Studying Link Between Climate and Armed Conflict
Climate change—from rising temperatures and more severe heavy rain to drought—is increasing risks for economies, human security and conflict globally. Scientists at the University of Miami (UM) Rosenstiel School of Marine and Atmospheric Science are leading an effort to better assess the climate-conflict link to help societies manage the complex risks of increased violence from a changing climate.
The links between climate and the risk of violent conflict are well studied; however, scientists in varying research disciplines often disagree about the scope and severity of possible climate change impacts. Some of the open research questions are about the links between climate change and violence, including large-scale armed conflict.
In a new report in Earth’s Future, a group of scholars, with backgrounds including environmental and political science, geography, and economics, analyze the relationship between climate and organized armed conflict to define cross-cutting priorities for future directions of research. In a previous assessment published in 2019 by the group, it was estimated that over the last century between 3 to 20 percent of organized armed conflict risk has been influenced by climate.

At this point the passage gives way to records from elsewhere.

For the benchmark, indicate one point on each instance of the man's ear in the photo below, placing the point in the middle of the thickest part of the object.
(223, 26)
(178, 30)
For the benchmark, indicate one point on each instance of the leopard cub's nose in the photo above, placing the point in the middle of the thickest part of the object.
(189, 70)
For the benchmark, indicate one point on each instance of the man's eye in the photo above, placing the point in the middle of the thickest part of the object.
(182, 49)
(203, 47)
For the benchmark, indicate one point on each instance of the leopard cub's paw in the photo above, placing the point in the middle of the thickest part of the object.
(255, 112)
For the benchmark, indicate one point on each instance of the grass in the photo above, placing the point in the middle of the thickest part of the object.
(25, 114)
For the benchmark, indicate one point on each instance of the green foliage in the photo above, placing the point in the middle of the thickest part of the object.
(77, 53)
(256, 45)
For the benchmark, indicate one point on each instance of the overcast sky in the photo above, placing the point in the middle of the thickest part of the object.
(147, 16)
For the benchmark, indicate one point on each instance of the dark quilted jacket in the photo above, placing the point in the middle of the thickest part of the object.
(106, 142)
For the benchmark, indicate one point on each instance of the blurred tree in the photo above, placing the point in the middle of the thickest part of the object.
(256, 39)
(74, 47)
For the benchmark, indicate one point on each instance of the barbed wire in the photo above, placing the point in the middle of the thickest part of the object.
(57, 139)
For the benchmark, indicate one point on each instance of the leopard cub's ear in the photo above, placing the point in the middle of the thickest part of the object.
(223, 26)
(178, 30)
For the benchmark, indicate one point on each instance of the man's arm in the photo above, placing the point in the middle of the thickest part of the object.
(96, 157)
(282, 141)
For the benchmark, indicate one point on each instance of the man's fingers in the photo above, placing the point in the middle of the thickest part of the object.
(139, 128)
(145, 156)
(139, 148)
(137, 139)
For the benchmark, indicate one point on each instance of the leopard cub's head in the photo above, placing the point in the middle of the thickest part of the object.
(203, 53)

According to the authors, priorities for future directions of research include: deepening insight into climate–conflict linkages and conditions under which they manifest; ambitiously integrating research designs; systematically exploring future risks and response options, responsive to ongoing decision making; and evaluating the effectiveness of interventions to manage climate–conflict links.
The study, titled “Directions for Research on Climate and Conflict,” is in Earth’s Future – Volume 8, Issue 7, a journal of the American Geophysical Union.